This is it tramps and ladies. This is where it all ends. My first story on this blog. It was a journey and so far it has been quite a journey. It has almost been a week on this website, I have never really done this on my own before. Like, comment, and follow, this is A.B. and I really feel better.
I was given dinner and a new change of clothes, basic red scrubs. “Dinner” was a flat chicken breast with grill marks, baked beans that had corrupted everything on the plate, some sort of noodle salad thing that looked awful, and a spork to eat it all. I was starving, they had run out of PB and J in purgatory and I couldn’t have cheese. I did eat everything on the Styrofoam plate except the salad stuff. And of course everything was cold.
I managed to get my notebook back. The curly haired lady at the counter said usually I couldn’t get my stuff, but she was going to make an exception. I think she saw the guppy in my eyes when she knew the others were tricky sharks.

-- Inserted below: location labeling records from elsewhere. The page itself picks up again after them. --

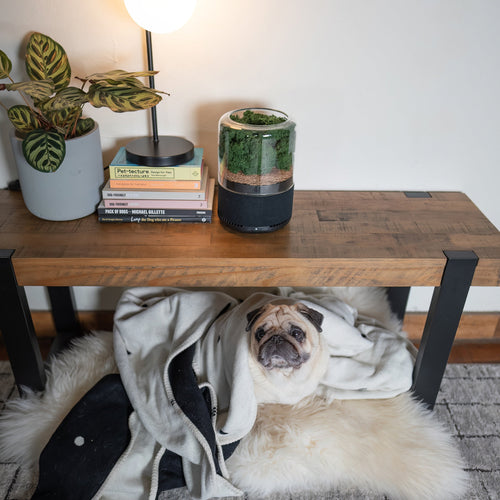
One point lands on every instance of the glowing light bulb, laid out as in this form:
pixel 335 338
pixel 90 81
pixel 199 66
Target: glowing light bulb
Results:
pixel 160 16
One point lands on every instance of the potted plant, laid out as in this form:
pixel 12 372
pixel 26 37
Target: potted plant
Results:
pixel 256 154
pixel 57 150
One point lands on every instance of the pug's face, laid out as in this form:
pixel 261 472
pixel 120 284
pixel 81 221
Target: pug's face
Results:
pixel 287 353
pixel 283 336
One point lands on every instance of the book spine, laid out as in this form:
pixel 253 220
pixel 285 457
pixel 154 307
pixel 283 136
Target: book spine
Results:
pixel 154 212
pixel 147 219
pixel 155 173
pixel 146 203
pixel 153 184
pixel 152 195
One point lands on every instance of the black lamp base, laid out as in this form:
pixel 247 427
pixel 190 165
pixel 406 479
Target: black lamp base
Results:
pixel 168 151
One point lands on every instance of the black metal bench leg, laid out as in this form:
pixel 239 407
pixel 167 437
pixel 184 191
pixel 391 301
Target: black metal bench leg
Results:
pixel 17 329
pixel 442 322
pixel 65 319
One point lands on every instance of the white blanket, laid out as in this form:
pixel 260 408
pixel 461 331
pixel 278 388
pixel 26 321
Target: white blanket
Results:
pixel 154 325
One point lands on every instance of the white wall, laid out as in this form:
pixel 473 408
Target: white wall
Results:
pixel 387 94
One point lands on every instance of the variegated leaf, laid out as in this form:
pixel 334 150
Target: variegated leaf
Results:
pixel 118 74
pixel 47 60
pixel 64 120
pixel 69 97
pixel 23 118
pixel 122 99
pixel 39 90
pixel 84 126
pixel 5 65
pixel 44 150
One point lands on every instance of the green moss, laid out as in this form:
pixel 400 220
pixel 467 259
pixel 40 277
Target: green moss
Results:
pixel 251 118
pixel 255 152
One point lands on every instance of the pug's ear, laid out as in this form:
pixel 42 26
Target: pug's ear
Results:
pixel 252 317
pixel 315 317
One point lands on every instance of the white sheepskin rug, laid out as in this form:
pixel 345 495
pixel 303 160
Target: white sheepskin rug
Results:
pixel 393 446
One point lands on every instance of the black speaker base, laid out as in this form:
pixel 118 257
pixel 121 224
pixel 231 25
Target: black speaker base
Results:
pixel 254 214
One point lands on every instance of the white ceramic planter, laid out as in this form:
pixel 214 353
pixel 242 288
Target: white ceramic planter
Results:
pixel 73 190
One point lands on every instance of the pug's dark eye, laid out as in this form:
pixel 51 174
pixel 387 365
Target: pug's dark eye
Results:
pixel 259 333
pixel 297 333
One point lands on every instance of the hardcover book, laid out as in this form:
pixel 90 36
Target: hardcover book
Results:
pixel 153 190
pixel 115 202
pixel 148 218
pixel 121 168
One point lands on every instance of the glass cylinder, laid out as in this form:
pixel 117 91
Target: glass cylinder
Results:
pixel 256 150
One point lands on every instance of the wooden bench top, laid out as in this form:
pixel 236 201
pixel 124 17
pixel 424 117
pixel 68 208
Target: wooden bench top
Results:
pixel 335 238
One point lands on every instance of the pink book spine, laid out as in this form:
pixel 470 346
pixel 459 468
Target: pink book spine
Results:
pixel 111 203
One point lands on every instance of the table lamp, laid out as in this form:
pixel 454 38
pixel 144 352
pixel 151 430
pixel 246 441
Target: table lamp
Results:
pixel 159 16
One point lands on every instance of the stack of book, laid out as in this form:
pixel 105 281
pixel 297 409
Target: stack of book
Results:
pixel 137 193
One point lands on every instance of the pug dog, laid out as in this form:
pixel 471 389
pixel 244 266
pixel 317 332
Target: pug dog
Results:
pixel 288 355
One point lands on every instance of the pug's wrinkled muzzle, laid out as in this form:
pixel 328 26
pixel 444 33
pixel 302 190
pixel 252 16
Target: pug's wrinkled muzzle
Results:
pixel 278 352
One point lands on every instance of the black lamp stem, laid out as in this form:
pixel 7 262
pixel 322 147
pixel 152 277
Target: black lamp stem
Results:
pixel 149 48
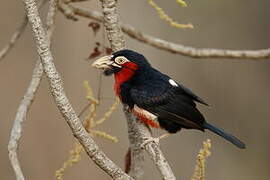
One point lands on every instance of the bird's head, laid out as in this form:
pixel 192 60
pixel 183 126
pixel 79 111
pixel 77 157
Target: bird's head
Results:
pixel 122 62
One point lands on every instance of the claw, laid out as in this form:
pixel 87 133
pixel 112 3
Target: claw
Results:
pixel 148 140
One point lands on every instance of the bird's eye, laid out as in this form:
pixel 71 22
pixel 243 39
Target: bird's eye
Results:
pixel 121 60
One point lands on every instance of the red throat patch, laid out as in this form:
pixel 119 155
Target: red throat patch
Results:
pixel 125 74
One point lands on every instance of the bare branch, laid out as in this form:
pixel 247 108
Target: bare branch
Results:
pixel 111 23
pixel 140 132
pixel 20 117
pixel 28 98
pixel 177 48
pixel 16 35
pixel 137 131
pixel 62 101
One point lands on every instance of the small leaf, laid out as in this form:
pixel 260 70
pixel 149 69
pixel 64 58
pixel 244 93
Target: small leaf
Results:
pixel 95 26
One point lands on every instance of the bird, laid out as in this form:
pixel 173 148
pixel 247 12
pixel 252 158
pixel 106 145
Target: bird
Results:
pixel 154 97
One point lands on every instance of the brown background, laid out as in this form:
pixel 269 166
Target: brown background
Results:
pixel 238 90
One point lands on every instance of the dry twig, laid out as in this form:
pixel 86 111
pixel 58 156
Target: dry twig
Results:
pixel 62 101
pixel 27 100
pixel 16 35
pixel 137 131
pixel 173 47
pixel 199 172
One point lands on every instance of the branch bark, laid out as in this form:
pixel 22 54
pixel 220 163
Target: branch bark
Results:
pixel 137 131
pixel 140 132
pixel 62 101
pixel 28 98
pixel 173 47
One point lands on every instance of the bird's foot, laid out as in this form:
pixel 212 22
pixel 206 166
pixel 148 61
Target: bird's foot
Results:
pixel 148 140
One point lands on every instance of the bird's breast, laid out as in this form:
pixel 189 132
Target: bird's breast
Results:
pixel 146 117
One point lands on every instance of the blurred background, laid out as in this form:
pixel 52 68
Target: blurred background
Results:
pixel 237 90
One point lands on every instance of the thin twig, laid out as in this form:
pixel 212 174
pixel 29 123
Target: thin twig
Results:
pixel 62 101
pixel 173 47
pixel 138 133
pixel 27 100
pixel 16 35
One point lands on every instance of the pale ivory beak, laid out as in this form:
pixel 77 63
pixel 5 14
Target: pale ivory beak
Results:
pixel 103 62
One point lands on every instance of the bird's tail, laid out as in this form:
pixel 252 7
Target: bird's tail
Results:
pixel 225 135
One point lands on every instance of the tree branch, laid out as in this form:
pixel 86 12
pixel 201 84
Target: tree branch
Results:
pixel 62 101
pixel 140 132
pixel 176 48
pixel 137 131
pixel 16 35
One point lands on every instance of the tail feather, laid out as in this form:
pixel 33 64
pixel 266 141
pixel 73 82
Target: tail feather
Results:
pixel 225 135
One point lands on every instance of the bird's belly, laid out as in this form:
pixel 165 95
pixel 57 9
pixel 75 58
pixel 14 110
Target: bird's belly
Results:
pixel 146 117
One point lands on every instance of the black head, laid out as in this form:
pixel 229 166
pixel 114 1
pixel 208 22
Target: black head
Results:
pixel 119 60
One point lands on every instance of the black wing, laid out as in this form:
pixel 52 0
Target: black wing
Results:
pixel 192 95
pixel 169 103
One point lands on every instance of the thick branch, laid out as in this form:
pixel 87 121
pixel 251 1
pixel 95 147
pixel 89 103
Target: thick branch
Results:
pixel 177 48
pixel 137 131
pixel 141 133
pixel 26 102
pixel 61 100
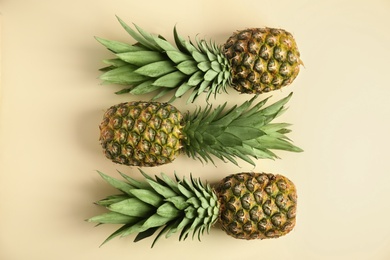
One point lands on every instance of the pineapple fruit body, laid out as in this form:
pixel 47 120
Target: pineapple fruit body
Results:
pixel 154 133
pixel 141 133
pixel 247 205
pixel 253 60
pixel 256 205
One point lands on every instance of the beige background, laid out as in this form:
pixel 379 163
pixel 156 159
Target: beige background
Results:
pixel 51 103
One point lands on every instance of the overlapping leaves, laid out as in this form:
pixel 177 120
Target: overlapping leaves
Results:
pixel 244 131
pixel 154 64
pixel 163 204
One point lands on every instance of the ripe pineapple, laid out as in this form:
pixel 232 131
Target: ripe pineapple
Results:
pixel 247 206
pixel 251 61
pixel 153 133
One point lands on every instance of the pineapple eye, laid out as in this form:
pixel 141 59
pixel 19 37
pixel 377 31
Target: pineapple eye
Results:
pixel 284 69
pixel 245 201
pixel 230 205
pixel 121 136
pixel 249 185
pixel 282 185
pixel 254 214
pixel 237 190
pixel 276 219
pixel 262 225
pixel 271 65
pixel 262 179
pixel 253 47
pixel 292 59
pixel 291 212
pixel 240 216
pixel 258 197
pixel 239 47
pixel 267 208
pixel 265 78
pixel 264 52
pixel 116 122
pixel 244 35
pixel 270 40
pixel 258 66
pixel 247 227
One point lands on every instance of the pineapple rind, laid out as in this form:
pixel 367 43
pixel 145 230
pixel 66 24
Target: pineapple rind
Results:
pixel 257 205
pixel 173 206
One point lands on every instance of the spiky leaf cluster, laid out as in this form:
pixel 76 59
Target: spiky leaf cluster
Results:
pixel 243 131
pixel 171 206
pixel 154 64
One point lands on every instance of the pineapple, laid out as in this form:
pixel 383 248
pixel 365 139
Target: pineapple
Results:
pixel 153 133
pixel 253 60
pixel 246 205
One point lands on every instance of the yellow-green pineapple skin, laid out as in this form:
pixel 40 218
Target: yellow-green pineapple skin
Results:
pixel 256 205
pixel 262 59
pixel 141 133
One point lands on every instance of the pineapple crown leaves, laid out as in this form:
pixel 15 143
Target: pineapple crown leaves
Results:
pixel 154 64
pixel 244 131
pixel 160 203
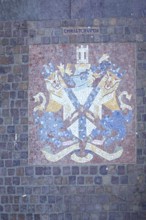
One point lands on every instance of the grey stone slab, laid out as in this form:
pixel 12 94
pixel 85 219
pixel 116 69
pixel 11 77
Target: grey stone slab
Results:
pixel 107 8
pixel 18 9
pixel 54 9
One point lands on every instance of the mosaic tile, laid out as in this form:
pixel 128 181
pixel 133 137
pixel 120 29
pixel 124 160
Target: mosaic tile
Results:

I wrote for a little bit at one of the tables, then I decided to join the fray.
The people in there are best described as a band of misfits. I sat down in this couch that was surrounded by others to form a box. On one was a dark skinned man that was tinged yellow, the same as the sickly yellow surrounding his pupils. I later understood this to be Jaundice. On another was a pretty yet tired looking girl. She looked like a doll whose eyes were malfunctioning and couldn’t stay open.
“What are you in for?” asked the Jaundice man to the Broken doll.
“Opiates,” she said simply.
“Pills, percocet, vicodin.”
“Yeah, painkillers,” I managed to contribute.
“Hmm,” he said. “What about you?” He inclined his head to me.
“I’m Bipolar,” I said.
Really? It took a lot to admit that. You don’t know what one of the most serious mental disorders is?
So I told him. “It’s when your moods change and you have no control over it.”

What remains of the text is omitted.